"Julie should have been a stage-manager," he said. "Her scenic instinct is remarkable. She sees Craig's place peopled with a fashionable portrait-painter's clientele, and has set her properties accordingly. His Italian finds,—his tapestries, his old furniture, his Pompeian bronzes,—the new grand piano, and the various other newnesses, all present themselves as background for society drama. I take off my hat to her. She, too, is an artist, an artist of imagination. It is all perfectly done. Nothing lacks but the fashionable portrait-painter."
"And the drama?" Jean suggested.
"Oh, that is being looked after. She plans a house-warming of some sort. You haven't been consulted?"
"No."
"Neither has Craig, I dare say. Perhaps the idea only took shape while she talked with me. I can't give you the technical name of the function, but it will be worthy of the manager's reputation. The scheme is to get Mrs. Joyce-Reeves's portrait, Miss Hepworth's, and mine—yes, mine!—before as many as possible of the opulent beings who itch to hand their empty faces down to posterity. By the way, I want to see the Hepworth portrait."

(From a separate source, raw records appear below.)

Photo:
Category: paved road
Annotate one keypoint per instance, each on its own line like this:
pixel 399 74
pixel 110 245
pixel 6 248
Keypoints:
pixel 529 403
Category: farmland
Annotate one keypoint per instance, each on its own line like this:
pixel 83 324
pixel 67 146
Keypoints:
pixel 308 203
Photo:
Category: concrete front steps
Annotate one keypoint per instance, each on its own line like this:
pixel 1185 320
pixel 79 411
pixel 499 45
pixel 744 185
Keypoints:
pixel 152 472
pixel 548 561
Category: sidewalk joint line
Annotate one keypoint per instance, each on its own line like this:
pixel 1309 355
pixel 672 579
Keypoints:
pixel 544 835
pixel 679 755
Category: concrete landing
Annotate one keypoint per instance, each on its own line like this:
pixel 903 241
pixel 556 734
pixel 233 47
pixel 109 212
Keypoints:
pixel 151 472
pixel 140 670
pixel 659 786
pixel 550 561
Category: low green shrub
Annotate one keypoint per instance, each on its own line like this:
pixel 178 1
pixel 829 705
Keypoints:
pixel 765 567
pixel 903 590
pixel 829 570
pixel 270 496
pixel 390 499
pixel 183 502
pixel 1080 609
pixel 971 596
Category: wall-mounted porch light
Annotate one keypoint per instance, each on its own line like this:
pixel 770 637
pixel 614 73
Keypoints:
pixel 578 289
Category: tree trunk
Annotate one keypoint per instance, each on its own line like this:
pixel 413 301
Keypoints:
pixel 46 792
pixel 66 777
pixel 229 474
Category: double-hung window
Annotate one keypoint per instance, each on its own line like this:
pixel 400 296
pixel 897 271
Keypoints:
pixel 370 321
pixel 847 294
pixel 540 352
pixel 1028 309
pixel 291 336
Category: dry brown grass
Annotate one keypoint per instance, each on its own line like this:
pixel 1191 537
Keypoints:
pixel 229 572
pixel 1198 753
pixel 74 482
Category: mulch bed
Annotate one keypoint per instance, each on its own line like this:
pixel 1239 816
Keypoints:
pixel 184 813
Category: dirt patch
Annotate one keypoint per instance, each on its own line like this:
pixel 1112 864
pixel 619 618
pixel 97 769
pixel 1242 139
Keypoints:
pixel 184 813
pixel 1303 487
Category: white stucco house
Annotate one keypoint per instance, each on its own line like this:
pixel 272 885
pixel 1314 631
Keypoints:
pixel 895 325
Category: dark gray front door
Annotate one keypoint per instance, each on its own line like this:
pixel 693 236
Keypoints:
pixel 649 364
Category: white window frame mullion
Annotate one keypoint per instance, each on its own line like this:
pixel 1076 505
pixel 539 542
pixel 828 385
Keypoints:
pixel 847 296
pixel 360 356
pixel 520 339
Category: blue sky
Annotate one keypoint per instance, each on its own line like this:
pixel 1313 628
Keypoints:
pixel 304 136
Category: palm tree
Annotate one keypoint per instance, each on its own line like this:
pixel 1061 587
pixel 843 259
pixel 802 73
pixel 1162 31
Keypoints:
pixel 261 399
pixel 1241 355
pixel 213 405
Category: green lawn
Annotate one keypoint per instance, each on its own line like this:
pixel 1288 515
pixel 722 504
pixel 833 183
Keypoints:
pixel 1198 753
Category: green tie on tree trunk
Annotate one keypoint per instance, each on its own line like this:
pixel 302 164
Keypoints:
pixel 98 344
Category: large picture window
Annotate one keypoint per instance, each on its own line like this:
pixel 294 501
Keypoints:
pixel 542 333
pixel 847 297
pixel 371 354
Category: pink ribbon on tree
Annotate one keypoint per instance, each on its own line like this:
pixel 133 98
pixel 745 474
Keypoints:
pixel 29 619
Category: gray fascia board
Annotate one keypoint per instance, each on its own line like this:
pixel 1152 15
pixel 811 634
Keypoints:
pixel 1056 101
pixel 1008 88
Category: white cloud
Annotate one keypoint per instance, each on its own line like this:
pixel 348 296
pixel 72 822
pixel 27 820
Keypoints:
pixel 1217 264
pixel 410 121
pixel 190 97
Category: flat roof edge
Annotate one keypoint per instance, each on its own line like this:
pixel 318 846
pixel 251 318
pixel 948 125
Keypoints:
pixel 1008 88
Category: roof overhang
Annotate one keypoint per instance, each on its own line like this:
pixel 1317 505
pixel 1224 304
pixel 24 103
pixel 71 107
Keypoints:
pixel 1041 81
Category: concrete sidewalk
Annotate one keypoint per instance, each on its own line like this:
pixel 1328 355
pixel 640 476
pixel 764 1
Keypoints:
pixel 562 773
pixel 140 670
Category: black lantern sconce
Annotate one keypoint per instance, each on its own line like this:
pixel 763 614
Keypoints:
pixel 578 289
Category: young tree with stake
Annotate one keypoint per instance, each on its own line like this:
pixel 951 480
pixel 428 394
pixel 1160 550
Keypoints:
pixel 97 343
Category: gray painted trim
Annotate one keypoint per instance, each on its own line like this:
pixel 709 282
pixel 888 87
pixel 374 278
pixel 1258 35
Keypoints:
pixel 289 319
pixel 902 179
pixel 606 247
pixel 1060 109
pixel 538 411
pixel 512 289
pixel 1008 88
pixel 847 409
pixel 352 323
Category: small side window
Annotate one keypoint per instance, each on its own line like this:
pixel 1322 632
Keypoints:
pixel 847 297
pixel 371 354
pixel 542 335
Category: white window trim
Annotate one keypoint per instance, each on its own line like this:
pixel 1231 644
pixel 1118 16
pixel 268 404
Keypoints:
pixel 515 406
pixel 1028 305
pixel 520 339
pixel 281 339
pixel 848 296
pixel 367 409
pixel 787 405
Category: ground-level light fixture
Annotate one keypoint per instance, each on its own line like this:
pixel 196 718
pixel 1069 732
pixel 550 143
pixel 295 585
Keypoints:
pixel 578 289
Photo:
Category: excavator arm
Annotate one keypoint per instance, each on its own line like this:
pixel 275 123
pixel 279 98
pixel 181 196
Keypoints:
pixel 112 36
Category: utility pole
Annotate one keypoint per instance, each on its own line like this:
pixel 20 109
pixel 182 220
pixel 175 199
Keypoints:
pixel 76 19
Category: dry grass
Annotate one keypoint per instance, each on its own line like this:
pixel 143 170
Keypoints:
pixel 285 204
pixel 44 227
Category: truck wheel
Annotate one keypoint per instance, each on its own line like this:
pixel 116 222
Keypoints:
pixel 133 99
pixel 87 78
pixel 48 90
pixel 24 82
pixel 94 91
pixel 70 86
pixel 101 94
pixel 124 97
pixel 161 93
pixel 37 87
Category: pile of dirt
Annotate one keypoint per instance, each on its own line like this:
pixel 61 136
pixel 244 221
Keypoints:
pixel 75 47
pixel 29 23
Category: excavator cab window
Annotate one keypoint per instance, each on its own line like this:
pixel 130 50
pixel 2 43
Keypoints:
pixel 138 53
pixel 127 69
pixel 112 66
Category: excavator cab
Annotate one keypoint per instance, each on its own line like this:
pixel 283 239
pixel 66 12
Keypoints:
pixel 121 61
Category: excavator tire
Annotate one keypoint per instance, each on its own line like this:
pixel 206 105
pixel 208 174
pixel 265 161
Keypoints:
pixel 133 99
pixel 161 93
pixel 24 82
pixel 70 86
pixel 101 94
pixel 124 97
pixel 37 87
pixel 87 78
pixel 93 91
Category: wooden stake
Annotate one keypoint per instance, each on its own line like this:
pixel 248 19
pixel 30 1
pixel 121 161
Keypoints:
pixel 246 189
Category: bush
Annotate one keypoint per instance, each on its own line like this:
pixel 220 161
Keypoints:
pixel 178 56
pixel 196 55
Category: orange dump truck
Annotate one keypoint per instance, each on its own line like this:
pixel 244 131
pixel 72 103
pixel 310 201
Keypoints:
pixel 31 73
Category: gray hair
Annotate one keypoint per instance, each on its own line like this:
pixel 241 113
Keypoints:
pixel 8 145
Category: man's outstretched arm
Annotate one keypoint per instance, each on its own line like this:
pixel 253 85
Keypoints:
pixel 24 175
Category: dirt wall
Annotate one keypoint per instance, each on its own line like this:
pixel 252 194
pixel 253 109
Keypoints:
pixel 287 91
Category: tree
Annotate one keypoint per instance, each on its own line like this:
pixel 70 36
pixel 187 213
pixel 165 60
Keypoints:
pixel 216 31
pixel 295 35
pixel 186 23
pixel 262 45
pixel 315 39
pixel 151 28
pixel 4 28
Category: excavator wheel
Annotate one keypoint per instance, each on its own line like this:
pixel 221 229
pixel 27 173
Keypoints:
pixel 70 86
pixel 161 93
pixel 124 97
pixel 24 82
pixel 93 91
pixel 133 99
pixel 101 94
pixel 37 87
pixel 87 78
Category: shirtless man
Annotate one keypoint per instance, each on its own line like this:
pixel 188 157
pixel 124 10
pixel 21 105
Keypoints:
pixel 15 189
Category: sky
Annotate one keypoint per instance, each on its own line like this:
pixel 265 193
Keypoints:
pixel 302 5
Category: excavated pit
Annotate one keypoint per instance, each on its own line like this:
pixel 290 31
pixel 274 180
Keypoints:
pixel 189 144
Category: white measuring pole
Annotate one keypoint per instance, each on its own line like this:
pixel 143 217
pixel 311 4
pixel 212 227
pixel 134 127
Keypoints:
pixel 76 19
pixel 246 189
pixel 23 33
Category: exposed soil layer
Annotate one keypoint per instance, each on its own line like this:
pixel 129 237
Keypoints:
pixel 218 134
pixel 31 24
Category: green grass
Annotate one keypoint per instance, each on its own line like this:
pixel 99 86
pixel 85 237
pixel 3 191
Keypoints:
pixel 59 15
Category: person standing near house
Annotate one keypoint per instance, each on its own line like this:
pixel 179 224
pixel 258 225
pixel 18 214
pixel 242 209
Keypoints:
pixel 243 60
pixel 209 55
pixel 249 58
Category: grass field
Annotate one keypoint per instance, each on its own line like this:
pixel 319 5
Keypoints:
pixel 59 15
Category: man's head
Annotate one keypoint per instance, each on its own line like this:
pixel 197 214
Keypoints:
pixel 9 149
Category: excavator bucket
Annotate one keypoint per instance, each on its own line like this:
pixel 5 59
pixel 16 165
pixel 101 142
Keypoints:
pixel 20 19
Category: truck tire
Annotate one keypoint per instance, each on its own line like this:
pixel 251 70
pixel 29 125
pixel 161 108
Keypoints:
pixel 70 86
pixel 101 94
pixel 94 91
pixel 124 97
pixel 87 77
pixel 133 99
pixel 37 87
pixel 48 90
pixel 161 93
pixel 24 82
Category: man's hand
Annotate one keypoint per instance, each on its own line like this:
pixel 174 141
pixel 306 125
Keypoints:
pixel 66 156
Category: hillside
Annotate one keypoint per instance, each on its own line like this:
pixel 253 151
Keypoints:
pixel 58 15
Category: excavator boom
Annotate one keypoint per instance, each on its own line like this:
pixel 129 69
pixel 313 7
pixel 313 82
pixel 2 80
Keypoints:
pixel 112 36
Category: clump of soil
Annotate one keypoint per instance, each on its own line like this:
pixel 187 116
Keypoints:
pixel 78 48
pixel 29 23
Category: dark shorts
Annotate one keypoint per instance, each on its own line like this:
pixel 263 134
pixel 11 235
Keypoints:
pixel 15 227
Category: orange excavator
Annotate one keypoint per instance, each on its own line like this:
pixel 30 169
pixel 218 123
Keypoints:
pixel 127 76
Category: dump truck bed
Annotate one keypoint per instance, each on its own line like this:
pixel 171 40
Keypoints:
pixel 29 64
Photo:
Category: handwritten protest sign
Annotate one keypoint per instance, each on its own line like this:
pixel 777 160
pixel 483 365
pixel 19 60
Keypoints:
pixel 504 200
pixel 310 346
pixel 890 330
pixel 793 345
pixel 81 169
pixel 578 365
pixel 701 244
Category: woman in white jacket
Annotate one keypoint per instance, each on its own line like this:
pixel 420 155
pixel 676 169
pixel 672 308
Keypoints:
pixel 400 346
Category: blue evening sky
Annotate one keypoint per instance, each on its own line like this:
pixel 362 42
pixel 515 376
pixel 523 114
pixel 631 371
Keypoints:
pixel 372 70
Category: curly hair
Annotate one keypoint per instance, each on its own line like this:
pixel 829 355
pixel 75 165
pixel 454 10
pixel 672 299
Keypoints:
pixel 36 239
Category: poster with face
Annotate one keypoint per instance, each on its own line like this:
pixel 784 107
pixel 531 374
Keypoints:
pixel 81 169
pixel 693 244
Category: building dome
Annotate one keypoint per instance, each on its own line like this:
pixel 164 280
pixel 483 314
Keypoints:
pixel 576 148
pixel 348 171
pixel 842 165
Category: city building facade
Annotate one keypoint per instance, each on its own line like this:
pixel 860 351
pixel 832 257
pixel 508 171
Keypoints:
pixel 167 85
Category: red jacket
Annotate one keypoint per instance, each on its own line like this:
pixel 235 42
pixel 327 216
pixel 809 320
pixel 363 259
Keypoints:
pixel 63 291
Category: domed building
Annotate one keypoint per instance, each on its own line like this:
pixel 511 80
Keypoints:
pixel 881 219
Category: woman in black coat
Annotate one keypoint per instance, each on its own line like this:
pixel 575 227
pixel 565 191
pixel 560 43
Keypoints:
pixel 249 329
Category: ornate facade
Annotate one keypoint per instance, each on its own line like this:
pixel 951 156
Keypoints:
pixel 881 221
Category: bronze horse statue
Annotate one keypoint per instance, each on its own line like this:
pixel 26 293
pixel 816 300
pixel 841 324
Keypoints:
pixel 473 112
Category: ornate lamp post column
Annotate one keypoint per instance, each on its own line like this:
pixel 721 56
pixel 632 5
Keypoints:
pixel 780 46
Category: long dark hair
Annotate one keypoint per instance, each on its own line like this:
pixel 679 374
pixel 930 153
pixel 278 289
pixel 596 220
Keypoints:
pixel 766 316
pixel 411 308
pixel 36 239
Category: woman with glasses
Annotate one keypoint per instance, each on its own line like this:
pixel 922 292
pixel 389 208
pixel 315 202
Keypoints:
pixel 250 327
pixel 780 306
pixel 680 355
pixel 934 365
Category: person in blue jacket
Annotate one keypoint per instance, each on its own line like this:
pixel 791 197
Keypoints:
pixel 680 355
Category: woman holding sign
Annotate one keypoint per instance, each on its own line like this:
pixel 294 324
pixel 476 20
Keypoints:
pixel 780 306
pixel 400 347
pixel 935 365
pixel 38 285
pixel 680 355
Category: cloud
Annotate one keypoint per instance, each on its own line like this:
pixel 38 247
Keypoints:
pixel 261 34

She took him to the billiard-room and brought the unfinished picture to the easel. MacGregor turned off a warring light, chose a view-point, bestrode a chair, and lapsed into a long silence. Jean tried to read his rugged face, but finding it inscrutable, herself studied the canvas. Fuller knowledge of Craig's sitter had failed to reveal the qualities of mind he found so stimulating; but now, confronting the immobile counterfeit, she hit with disturbing certainty upon the truth that Virginia Hepworth's appeal was physical, and to men as men.
A moment afterward MacGregor confirmed her intuition.
"I don't know her any better," he said. "Outwardly she is the same neurotic creature I've seen all along. Apathetic with other women, she stirs to life and takes her tints from the particular male with whom she chances to be. Craig has missed an opportunity to dissect a chameleon."
"You think it's a failure!"
"Psychologically, I do; technically, no. In color, texture, it is masterly. Don't distress yourself about its success; it will be only too successful. I think it will even have the bad luck to be popular."